Born in Persia, Porbuchrai grew up from infancy in the Israeli town of Ness Ziona, then moved to south Tel Aviv to study art. He began his art studies at the Avni Institute (1973–1977), and in the early 1980s moved to live in New York. Since his return to Israel in 1986, he has exhibited in dozens of exhibitions in museums and galleries, both in Israel and abroad. His paintings comprise a wide range of intertwining themes, colors and forms, such as folk art; images from European and American art history; designs and images from magazines and film posters; ornamental features typical of illustrations in Persian manuscripts; and the abstract patterns of Persian textiles.
For Porbuchrai, the Central Bus Station reveals the face of the true Israel, and offers a glimpse into its subconscious and the Israeli Other. It is an unflinching gaze at the oppressed margins; at wretchedness and grace; at the common, warm and familiar, but also at the exotic and alien.
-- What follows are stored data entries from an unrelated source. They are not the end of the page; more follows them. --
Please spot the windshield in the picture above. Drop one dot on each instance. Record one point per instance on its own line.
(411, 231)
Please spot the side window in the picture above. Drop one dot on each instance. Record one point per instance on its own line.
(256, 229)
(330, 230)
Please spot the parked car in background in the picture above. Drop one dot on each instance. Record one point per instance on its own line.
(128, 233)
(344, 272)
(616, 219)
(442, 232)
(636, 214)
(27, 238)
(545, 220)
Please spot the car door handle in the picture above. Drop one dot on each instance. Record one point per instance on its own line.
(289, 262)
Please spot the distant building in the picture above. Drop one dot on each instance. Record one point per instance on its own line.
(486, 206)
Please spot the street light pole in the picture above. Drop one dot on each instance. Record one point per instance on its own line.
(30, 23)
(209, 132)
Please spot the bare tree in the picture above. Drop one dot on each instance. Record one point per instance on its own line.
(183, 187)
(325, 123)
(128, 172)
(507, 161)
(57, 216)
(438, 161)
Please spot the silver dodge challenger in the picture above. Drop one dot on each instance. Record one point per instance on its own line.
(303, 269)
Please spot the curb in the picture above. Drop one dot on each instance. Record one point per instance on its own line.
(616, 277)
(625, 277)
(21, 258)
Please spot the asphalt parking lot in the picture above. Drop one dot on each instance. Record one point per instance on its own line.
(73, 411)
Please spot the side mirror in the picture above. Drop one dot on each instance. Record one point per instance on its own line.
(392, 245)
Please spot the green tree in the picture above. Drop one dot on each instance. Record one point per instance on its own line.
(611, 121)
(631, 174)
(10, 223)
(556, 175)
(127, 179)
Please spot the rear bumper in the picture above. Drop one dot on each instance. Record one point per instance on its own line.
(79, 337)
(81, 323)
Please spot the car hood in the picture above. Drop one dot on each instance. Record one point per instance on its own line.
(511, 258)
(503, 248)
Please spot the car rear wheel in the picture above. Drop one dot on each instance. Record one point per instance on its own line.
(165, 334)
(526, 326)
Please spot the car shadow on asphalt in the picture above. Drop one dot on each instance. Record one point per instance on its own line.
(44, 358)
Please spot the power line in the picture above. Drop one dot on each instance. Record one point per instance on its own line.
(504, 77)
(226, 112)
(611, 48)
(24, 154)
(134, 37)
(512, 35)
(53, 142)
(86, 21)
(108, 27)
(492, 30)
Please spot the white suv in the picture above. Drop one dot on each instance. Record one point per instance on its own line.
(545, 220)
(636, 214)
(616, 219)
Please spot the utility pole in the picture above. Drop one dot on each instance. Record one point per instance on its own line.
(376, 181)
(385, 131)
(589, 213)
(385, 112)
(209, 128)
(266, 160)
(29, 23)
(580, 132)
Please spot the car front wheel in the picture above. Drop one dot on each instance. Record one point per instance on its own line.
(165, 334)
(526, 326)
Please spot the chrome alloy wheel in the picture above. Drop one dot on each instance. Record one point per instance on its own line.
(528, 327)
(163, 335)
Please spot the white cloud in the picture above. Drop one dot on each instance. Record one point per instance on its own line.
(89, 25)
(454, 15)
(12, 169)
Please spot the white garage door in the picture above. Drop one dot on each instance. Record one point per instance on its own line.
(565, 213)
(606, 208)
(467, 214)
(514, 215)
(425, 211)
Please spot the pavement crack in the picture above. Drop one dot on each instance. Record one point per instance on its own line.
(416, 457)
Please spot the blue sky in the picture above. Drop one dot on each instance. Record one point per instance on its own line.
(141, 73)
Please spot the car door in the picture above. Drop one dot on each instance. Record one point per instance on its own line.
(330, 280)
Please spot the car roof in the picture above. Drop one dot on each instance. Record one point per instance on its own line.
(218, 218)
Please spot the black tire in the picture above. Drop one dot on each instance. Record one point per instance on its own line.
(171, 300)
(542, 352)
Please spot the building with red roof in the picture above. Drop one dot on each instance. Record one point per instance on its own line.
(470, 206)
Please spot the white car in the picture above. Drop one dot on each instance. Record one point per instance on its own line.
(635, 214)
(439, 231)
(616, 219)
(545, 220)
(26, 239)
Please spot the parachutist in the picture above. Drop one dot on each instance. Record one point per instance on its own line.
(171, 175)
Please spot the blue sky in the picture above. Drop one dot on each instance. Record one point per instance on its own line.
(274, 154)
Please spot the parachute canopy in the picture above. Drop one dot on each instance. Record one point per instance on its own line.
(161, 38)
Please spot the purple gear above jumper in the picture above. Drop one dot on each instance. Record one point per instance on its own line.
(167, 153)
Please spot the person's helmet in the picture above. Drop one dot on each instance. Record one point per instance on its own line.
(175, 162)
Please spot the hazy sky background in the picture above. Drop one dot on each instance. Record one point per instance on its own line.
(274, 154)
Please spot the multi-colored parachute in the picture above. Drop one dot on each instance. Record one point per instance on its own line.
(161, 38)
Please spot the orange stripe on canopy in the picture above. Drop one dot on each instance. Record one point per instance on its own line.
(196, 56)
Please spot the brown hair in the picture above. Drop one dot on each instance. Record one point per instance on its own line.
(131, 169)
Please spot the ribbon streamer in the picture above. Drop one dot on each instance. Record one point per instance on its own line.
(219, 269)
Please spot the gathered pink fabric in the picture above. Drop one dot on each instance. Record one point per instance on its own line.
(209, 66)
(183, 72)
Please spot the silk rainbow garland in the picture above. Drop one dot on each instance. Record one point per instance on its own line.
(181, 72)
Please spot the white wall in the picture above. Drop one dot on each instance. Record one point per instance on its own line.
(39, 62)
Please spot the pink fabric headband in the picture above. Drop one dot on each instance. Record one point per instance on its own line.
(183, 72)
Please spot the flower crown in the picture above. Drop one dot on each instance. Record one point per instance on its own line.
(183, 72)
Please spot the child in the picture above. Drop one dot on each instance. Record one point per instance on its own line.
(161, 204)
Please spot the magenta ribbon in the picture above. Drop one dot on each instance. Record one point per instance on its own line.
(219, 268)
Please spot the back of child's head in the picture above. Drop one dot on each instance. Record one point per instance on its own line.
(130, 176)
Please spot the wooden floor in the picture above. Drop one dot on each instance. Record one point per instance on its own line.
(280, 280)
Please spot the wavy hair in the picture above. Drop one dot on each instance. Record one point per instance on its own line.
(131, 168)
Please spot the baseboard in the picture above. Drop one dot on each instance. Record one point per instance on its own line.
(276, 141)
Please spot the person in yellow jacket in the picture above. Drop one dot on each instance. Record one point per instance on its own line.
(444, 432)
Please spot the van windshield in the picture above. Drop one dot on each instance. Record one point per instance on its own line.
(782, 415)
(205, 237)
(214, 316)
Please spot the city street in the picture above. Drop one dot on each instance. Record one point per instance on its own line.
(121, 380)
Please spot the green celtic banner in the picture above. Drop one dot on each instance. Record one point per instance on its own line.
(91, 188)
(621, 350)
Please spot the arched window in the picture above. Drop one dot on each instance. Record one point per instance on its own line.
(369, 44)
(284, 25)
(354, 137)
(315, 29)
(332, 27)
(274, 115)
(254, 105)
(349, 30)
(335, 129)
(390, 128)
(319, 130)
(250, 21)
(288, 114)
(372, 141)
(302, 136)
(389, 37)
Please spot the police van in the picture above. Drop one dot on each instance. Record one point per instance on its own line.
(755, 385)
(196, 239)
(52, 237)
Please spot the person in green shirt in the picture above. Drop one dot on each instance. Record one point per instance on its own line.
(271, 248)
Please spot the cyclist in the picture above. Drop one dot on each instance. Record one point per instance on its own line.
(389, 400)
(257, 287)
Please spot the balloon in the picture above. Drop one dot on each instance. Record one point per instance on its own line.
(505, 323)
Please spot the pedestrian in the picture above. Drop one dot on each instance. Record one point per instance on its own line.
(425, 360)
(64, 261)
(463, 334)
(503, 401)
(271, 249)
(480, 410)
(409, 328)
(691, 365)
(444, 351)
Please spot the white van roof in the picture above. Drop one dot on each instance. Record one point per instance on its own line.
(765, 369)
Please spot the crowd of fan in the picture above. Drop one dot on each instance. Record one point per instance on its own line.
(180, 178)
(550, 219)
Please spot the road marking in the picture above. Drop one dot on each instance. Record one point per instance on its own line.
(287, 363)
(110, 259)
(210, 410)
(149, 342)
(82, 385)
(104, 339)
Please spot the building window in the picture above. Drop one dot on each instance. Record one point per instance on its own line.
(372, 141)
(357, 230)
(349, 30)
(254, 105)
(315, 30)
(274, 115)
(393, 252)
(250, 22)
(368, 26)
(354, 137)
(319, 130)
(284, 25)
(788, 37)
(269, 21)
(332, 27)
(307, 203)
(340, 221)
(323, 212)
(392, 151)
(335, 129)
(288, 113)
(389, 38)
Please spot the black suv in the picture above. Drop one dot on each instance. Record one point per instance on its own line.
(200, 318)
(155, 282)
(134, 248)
A large series of paintings created by Porbuchrai in 1983 was inspired by the film billboards of the sort plastered on the walls of the Hamercaz Cinema at the old Central Bus Station, or by advertisements in pornographic magazines. In this series of paintings, women are presented in stereotypically seductive fashion that aims to titillate the viewer. Another series of paintings from 1983, on view in the current exhibition, features a mysterious demon. It is an androgynous figure, a compassionate angel in one instance and an evil seductress in another. Its presence offers a punk-like, subversive urban alternative to the familiar representations of macho Sabra.
In the Hava Nagila series of works on paper (2005), which Porbuchrai presented in an exhibition at the Julie M. Gallery, Tel Aviv in 2005 and published as an artist’s book that year, he used only black. The layout of the pages on the wall of the exhibition space – replicating their presentation at the 2005 exhibition – suggests a kind of personal index of images: a flower, a bird, a tree, a snake, an open mouth. It depicts very loud, awkward yet deliberate singing that gives a voice to the muzzled immigrant as he tries to connect with the established Israeli narrative and ethos. The words of the Zionist song Hava Nagila appear in English transcription next to the musical notation of the melody; in marked contrast, the intimate love words in Persian – Azizam (my dear), Joonam (my life) – taken from a lullaby that Porbuchrai’s mother used to sing to him as a child, are inscribed in Hebrew characters.
In recent years, Porbuchrai has gone back to using color, in nature and still-life paintings based on postcards and cheap objects of the sort sold at the Central Bus Station, which also include elements from the artist’s personal imagery index. These paintings, which use such kitschy references as a counter to mainstream Israeli painting, render the clichéd phoniness into mental landscapes of beauty and darkness.